Freeman described Designer Beatnik as "a sort of travelogue, like around the world in 40 minutes. It's all on there including the sound of screaming monks in the streets of Tokyo". Though dense with musical elements, the album is unique in Duffy's catalogue in that it lacks lead vocal melodies, with Duffy opting not to sing on the record. The musician commented that the minimal amount of singing that does appear largely stems from female voices, as "any melodies were always going to be on the trombone. Roger was going to come up with the riffs and I was going to do the rest." The record is largely instrumental, and underpinning it is what Reynolds calls "a queasy, dream-like atmosphere provided by the cartoon dialogue samples", a mood inspired by a VHS copy of Jonathan Miller's television play Alice in Wonderland (1966), which the duo would play in the background during recording sessions.

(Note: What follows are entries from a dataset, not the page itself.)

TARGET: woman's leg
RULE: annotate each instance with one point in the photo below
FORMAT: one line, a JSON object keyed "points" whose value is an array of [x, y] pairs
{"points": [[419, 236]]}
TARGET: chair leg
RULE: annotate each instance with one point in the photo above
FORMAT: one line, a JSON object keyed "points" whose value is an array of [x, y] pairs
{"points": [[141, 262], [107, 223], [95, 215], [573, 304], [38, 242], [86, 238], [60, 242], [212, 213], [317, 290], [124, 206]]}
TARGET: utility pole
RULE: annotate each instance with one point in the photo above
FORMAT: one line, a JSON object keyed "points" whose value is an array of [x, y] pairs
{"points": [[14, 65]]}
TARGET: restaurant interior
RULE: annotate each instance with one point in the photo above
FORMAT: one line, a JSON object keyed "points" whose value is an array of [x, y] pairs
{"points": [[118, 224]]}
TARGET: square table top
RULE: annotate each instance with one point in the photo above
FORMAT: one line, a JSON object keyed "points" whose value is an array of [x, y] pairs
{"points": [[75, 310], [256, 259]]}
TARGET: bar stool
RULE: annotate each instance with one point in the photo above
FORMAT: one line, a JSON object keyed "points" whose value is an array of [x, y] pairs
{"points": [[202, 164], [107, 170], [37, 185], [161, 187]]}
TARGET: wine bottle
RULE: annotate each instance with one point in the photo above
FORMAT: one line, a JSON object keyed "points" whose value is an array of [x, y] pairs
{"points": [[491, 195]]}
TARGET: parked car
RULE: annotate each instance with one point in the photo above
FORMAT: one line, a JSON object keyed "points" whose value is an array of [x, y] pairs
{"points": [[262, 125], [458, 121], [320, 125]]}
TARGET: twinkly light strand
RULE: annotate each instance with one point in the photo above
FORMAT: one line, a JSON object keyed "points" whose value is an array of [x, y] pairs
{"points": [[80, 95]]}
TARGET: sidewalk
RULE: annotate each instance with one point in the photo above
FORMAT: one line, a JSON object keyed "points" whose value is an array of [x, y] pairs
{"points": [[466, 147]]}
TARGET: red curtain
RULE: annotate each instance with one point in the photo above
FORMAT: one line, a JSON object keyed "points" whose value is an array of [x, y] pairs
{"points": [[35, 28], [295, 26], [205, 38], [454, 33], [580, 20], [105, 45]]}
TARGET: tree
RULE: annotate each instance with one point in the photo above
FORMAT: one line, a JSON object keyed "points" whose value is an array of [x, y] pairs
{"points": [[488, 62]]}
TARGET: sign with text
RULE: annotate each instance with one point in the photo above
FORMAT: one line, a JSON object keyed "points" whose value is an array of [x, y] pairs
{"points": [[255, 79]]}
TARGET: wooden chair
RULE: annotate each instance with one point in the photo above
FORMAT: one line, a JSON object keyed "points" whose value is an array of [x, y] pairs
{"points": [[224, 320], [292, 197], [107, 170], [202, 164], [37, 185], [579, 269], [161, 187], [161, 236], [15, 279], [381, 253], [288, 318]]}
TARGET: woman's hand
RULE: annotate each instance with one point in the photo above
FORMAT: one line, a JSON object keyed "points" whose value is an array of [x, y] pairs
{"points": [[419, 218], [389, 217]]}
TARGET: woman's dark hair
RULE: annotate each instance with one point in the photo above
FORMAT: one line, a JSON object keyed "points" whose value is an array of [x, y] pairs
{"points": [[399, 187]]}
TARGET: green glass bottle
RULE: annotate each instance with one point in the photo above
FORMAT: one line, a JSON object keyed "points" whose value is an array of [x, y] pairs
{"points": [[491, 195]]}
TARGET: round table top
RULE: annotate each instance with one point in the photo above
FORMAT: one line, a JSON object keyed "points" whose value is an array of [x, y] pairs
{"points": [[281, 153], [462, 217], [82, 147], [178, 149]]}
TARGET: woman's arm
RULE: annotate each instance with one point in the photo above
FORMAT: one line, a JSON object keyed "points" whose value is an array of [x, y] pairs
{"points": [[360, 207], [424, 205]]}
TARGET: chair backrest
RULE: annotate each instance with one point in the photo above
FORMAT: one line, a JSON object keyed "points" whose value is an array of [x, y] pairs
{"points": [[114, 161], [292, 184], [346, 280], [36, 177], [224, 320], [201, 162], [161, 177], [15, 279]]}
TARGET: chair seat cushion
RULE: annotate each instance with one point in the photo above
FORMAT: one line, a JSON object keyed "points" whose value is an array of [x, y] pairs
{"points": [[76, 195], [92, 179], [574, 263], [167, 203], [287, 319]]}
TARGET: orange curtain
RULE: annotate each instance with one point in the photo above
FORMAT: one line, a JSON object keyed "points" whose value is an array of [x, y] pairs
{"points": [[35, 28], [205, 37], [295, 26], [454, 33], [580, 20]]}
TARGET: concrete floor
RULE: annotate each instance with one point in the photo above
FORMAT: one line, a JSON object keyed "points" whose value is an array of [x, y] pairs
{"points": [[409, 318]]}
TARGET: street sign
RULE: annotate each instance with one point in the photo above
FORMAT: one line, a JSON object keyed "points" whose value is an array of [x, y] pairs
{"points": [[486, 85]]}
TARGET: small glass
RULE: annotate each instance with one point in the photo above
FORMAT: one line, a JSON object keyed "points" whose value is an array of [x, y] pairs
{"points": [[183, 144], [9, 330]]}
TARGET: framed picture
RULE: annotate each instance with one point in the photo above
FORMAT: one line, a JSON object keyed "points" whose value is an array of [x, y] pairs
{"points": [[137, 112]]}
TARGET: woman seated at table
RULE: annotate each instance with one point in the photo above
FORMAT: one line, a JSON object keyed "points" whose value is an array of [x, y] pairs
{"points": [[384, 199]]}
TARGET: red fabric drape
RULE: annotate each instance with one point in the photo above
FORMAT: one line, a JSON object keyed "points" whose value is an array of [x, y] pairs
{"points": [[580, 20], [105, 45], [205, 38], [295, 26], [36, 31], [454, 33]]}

The lyrics have been described as nonsensical and psychedelic, and some are in French. Duffy says that their aim for the lyrics was to "create a French New Wave sound. We were quoting texts by Jacques Tati, Claude Lévi-Strauss, Shakespeare, Jean Cocteau. Quite literally. We were cutting up their actual quotes and collaging them." To this end, lyrics are recited throughout the album by some of Duffy's fashion model friends, as well as Françoise Gigandet, a friend of Freeman's who was asked to speak in her French accent. Other speech was lifted from television and radio and sound effects obtained using the Emulator sampler keyboard; according to Reynolds, the "sounds of walking on gravel, talking and laughing" likely come from Duffy's girlfriend, model Tasmin De Roemer, captured using their Walkman recorder in Japan. The couple's trip to the country also fed into "Man", which samples Japanese television.

===Songs===
Among the album's songs, "Moment of Being (Reprisal)" is a sedate requiem compared by Reynolds to an English summer's day at dusk. The track originated between takes when Freeman and model Caroline Dodd were conversing in front of a microphone and Duffy asked to record them. Duffy then added a reversed orchestral part from his solo song "Julie Christie", found on his album Because We Love You (1986). The title track was constructed by Freeman performing his "Westminster clock chimes impression" on the trombone over a simple drum machine beat, while Lee played a complex chord sequence on trumpet. According to Freeman, O'Duffy was left to record Lee's trumpet playing while Duffy and Freeman played pool in another room, who upon returning noticed that "everyone had a crazed look in their eyes. When it came to mixing, Paul had obviously cracked, which worked in the album's favour."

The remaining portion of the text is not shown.